Lawyer for Rudy Giuliani associate Lev Parnas asks to withdraw, cites ebbing defense funds

Source: USAToday

NEW YORK – An attorney for indicted Rudy Giuliani associate Lev Parnas asked to withdraw from the defendant's campaign finance conspiracy case.

Defense lawyer Edward MacMahon filed a withdrawal request on Christmas Eve in Manhattan federal court that said Parnas' "apparent ability to fund his defense has diminished."

"It thus would constitute a significant hardship for Mr. Parnas to continue being represented by two attorneys in this matter," MacMahon wrote.

New York City defense lawyer Joseph Bondy will continue to represent Parnas in the case if U.S. District Court Judge Paul Oetken approves the withdrawal request. Similar motions are routinely granted.

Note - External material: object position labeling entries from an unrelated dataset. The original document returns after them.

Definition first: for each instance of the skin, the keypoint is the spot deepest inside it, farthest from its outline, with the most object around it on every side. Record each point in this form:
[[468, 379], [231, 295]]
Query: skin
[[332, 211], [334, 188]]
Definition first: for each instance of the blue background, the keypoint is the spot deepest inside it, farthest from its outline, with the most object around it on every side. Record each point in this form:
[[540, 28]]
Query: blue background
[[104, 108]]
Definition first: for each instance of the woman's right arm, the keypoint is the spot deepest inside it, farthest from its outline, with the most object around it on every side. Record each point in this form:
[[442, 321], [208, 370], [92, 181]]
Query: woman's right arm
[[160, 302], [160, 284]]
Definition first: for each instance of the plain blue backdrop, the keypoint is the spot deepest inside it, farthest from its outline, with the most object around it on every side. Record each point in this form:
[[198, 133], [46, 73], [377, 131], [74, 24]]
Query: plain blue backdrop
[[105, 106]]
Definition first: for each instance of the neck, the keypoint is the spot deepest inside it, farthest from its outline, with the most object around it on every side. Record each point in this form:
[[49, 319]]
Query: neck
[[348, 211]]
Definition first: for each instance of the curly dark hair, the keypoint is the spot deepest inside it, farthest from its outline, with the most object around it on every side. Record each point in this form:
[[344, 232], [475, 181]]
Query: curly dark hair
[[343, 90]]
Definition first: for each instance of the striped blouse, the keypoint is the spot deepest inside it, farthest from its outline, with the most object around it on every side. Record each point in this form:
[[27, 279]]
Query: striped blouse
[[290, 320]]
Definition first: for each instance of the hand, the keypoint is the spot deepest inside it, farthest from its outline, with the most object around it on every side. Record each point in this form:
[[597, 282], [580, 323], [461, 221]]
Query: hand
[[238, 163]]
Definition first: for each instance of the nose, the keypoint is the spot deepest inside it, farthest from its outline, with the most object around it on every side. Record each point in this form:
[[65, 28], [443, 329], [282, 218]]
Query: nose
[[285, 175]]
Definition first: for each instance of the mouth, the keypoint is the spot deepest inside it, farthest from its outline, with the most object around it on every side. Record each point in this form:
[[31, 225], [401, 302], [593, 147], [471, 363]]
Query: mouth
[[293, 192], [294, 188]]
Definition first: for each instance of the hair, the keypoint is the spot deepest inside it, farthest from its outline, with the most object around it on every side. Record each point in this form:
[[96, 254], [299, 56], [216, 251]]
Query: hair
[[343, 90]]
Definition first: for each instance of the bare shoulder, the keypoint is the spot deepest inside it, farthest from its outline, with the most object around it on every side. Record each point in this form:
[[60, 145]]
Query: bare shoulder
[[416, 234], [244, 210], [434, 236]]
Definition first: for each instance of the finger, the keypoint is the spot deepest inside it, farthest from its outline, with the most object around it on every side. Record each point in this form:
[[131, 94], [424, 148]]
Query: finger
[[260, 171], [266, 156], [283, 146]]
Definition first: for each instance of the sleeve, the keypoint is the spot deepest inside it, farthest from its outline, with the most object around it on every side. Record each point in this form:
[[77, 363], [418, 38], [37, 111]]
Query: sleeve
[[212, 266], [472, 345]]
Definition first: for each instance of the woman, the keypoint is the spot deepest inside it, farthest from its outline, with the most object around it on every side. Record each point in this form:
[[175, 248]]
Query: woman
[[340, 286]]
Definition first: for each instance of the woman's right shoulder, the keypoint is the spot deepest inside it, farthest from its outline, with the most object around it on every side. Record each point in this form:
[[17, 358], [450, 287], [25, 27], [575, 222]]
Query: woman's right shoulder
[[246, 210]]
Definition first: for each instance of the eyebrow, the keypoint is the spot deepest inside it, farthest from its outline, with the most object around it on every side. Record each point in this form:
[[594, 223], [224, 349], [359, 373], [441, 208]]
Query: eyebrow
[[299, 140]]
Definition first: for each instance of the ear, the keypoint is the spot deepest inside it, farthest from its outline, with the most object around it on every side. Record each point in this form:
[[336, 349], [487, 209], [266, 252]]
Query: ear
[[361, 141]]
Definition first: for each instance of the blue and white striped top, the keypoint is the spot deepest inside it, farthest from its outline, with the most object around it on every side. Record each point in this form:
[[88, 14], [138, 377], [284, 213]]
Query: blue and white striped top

Parnas and his associate Igor Fruman were indicted in October on charges they conspired to surreptitiously funnel hundreds of thousands of dollars in foreign money to U.S. political candidates and campaign committees. Evidence in the case includes $325,000 allegedly contributed under a false donor name to a super political action committee for Donald Trump, whose personal attorney is Giuliani.



Read more: https://www.usatoday.com/story/news/politics/2019/12/26/lawyer-for-rudy-giuliani-ally-lev-parnas-asks-to-withdraw/2748346001/



Smart lawyers like to get paid up front, so Lev — and Rudy and Igor, too — may be in need of more cash real soon. A lot more cash.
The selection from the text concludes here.